Overall, the diagnostic plots suggest that the model assumptions are reasonably satisfied, though mild heteroscedasticity remains. This indicates that while the model is valid for interpretation, further improvements such as transformation or robust regression could enhance performance.
model_glance <- glance(model)
model_glance %>%
select(r.squared, adj.r.squared, sigma, statistic, p.value, AIC, BIC) %>%
kable(digits = 3)
| r.squared | adj.r.squared | sigma | statistic | p.value | AIC | BIC |
|---|---|---|---|---|---|---|
| 0.506 | 0.506 | 1.082 | 6501.82 | 0 | 76124.57 | 76173.43 |
This model is useful only if the diagnostics support its assumptions. A statistically significant model with poor diagnostics can still produce misleading conclusions, so the diagnostic review is just as important as the coefficient table.
tidy(model, conf.int = TRUE) %>%
kable(digits = 4)
| term | estimate | std.error | statistic | p.value | conf.low | conf.high |
|---|---|---|---|---|---|---|
| (Intercept) | -9.2451 | 0.1010 | -91.5454 | 0 | -9.4430 | -9.0471 |
| log_gfa | 1.2558 | 0.0091 | 137.3145 | 0 | 1.2379 | 1.2737 |
| energy_star_score | -0.0164 | 0.0003 | -61.0980 | 0 | -0.0170 | -0.0159 |
| office_building | 3.0207 | 0.1959 | 15.4198 | 0 | 2.6367 | 3.4046 |
| log_gfa:office_building | -0.2836 | 0.0172 | -16.5236 | 0 | -0.3172 | -0.2499 |
Because the response variable is log-transformed, the coefficients are interpreted in terms of proportional (percentage) changes in emissions rather than absolute changes.
log_gfa: represents the percentage change in emissions associated with a proportional increase in building size, holding other variables constant. Larger buildings are expected to have higher emissions, though the relationship is modeled on a log scale.
energy_star_score: captures how building efficiency is associated with emissions.
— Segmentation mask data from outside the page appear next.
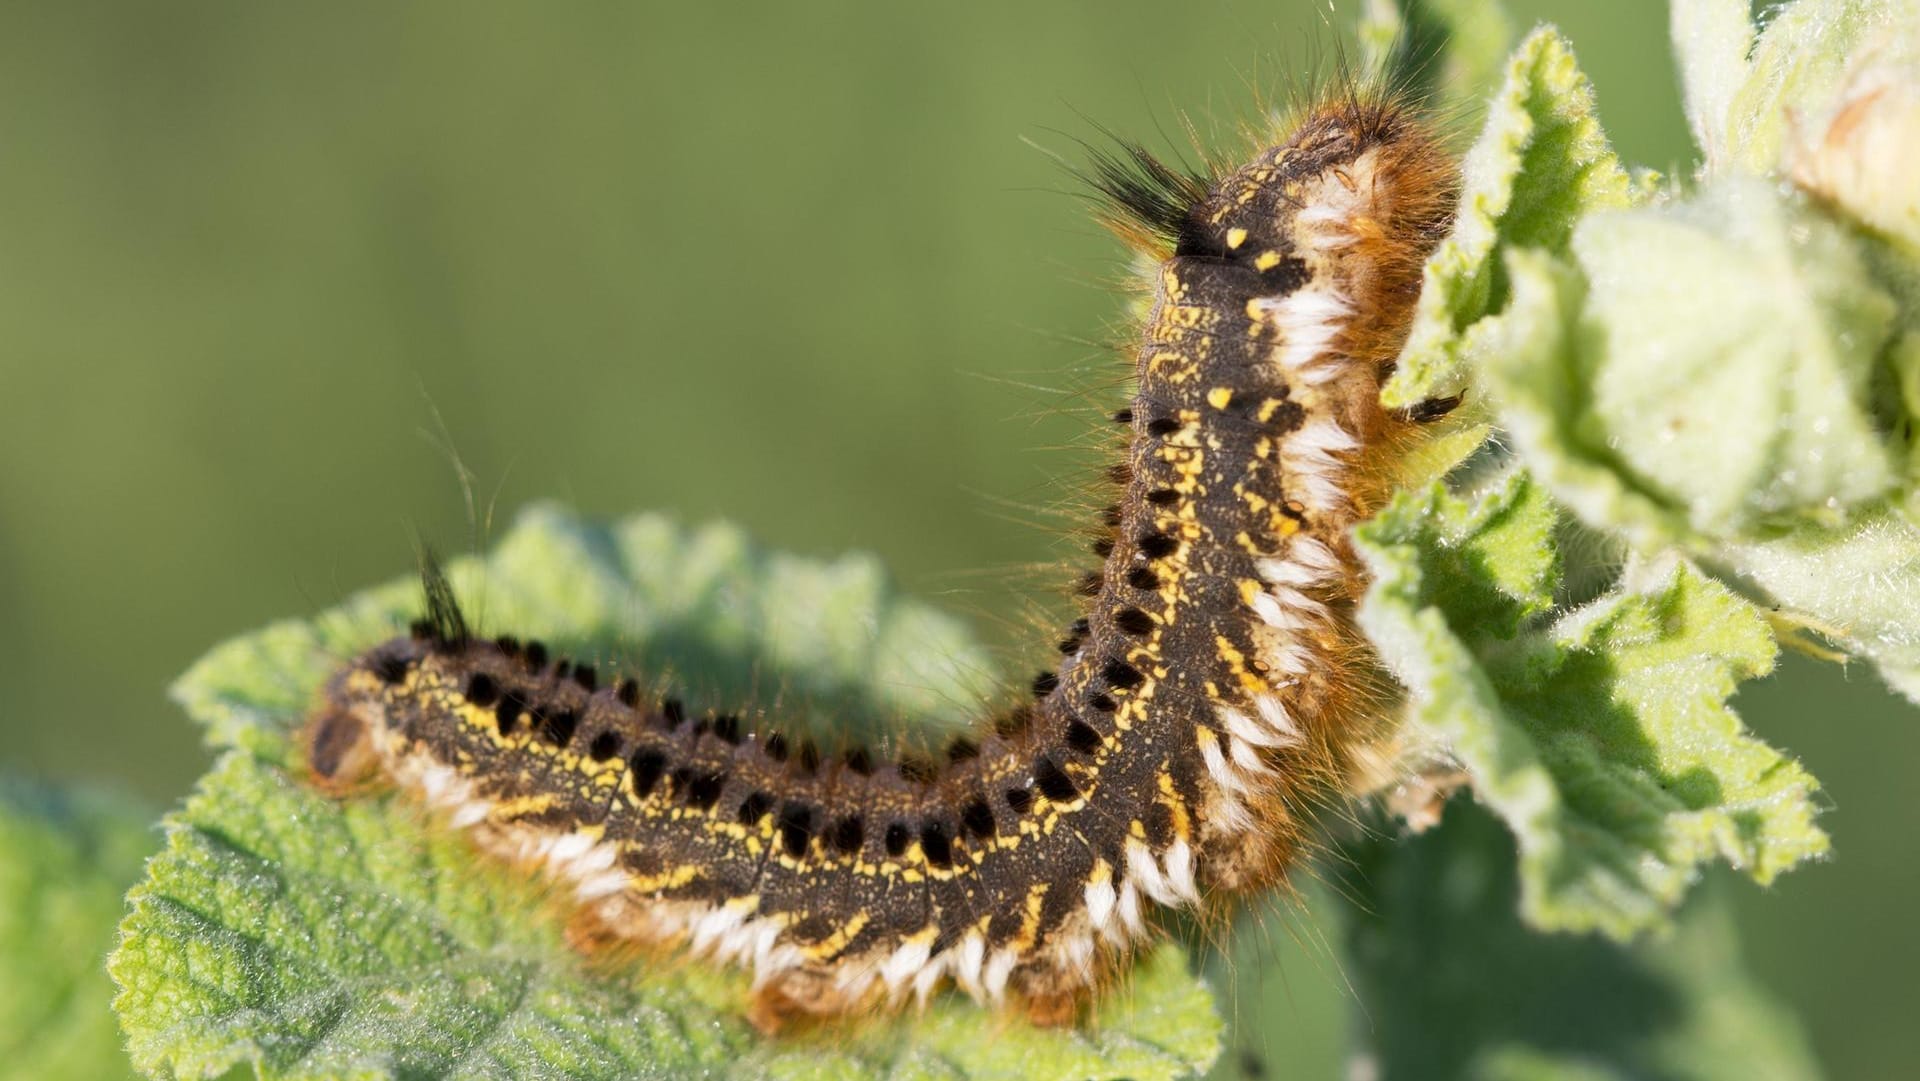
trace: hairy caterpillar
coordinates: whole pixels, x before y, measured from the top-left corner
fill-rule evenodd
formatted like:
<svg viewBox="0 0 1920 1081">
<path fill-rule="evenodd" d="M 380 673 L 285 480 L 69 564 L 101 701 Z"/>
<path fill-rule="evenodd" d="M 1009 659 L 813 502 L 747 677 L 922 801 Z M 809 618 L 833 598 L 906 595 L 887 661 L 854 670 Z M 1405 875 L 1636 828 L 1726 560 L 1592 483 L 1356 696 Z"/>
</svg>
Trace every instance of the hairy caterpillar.
<svg viewBox="0 0 1920 1081">
<path fill-rule="evenodd" d="M 315 775 L 369 773 L 572 888 L 577 938 L 755 969 L 751 1016 L 952 983 L 1064 1022 L 1155 933 L 1286 871 L 1373 734 L 1351 526 L 1416 415 L 1379 405 L 1456 181 L 1431 127 L 1347 92 L 1211 176 L 1103 158 L 1153 264 L 1123 498 L 1033 700 L 878 761 L 428 616 L 329 682 Z"/>
</svg>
A higher energy score is expected to correspond to lower emissions, holding building size and type constant.
office_building: represents the difference in emissions between office and non-office buildings, controlling for size and efficiency.
log_gfa:office_building: indicates whether the relationship between building size and emissions differs for office buildings compared to non-office buildings. This term allows the slope of building size to vary by building type.
Some useful next questions would be:
Overall, the expanded model improves on a one-variable regression by incorporating building size, efficiency, and building-use type. These variables are substantively meaningful and provide a more realistic explanation of the factors driving building emissions. In particular, the inclusion of an interaction term allows the relationship between building size and emissions to vary across building types, which better reflects real-world differences.
The diagnostic analysis provides important context for evaluating the validity of the model. The residual plots suggest that the core assumptions are reasonably satisfied, though there is evidence of mild heteroscedasticity. While this does not invalidate the model, it indicates that variability in emissions increases for larger fitted values, and predictions may be less precise in those regions.
A key takeaway from this analysis is that regression should not stop at coefficient interpretation. Even a statistically significant model can produce misleading conclusions if its assumptions are violated. Diagnostic evaluation is therefore essential to determine whether the model is reliable enough to support interpretation.
One remaining question is whether additional variables—such as building age, occupancy patterns, or energy usage characteristics—could further improve model performance and reduce unexplained variation. Exploring these factors would be a valuable next step for strengthening the analysis.